Bloomberg’s Coney Plan Passes Hurdle

recchia 1 Bloomberg’s Coney Plan Passes HurdleThe Bloomberg administration is nearing the finish line in its attempt to push a planned revitalization of Coney Island through the City Council, as a key subcommittee and local Councilman Domenic Recchia voted in favor of the plan Tuesday.

Still, there are a few loose ends that could threaten its passage before the full Council next Wednesday, including deals with major landowner Joe Sitt and building employees’ union 32BJ, which wants wage guarantees.

This afternoon, the Council’s Land Use Committee voted 13-2 in favor of the rezoning plan, which would turn vacant lots now zoned for amusements into residential; and would allow some hotels, retail and indoor amusements in the central amusement area of the historic, if grungy, entertainment hub.

The vote, which largely leaves intact the essence of the Bloomberg administration’s plan—some changes were made, including the removal of Wonder Wheel Park from a planned swath of parkland—came after last-minute negotiations with unions and the Council. A scheduled vote for Monday was delayed, even as all the needed Council members showed up to vote, as did a stream of city officials including Amanda Burden, director of the Department of City Planning.

But Tuesday, starting a few hours late, Mr. Recchia was in support.

“I will be moving forward with the project that you see today,” he said. “Please vote ‘aye.’”

With the vote, Mr. Recchia acknowledged the unresolved issues and said that he expects the full Council will ultimately be ready to pass the plan on July 29.

He also said he and the administration were discussing an expansion of the area set aside for open amusements, an issue that has been relentlessly pushed by a loud collection of groups of amusement enthusiasts and the Municipal Art Society.

I would like to have been able to expand the area available for open amusements, and I’ve been actively discussing this with the administration,” he said.  

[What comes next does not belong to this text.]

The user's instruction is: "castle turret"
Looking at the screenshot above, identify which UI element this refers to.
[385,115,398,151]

With regard to Mr. Sitt, after on-again, off-again discussions, the landlord seems to feel that a deal acceptable to him is within reach, according to multiple people familiar with talks. He is now negotiating with the Bloomberg administration for the city to buy a large portion of his property, leaving him a portion to sell or develop. He paid about $100 million over the past half decade to buy up the bulk of the land in the central amusement area.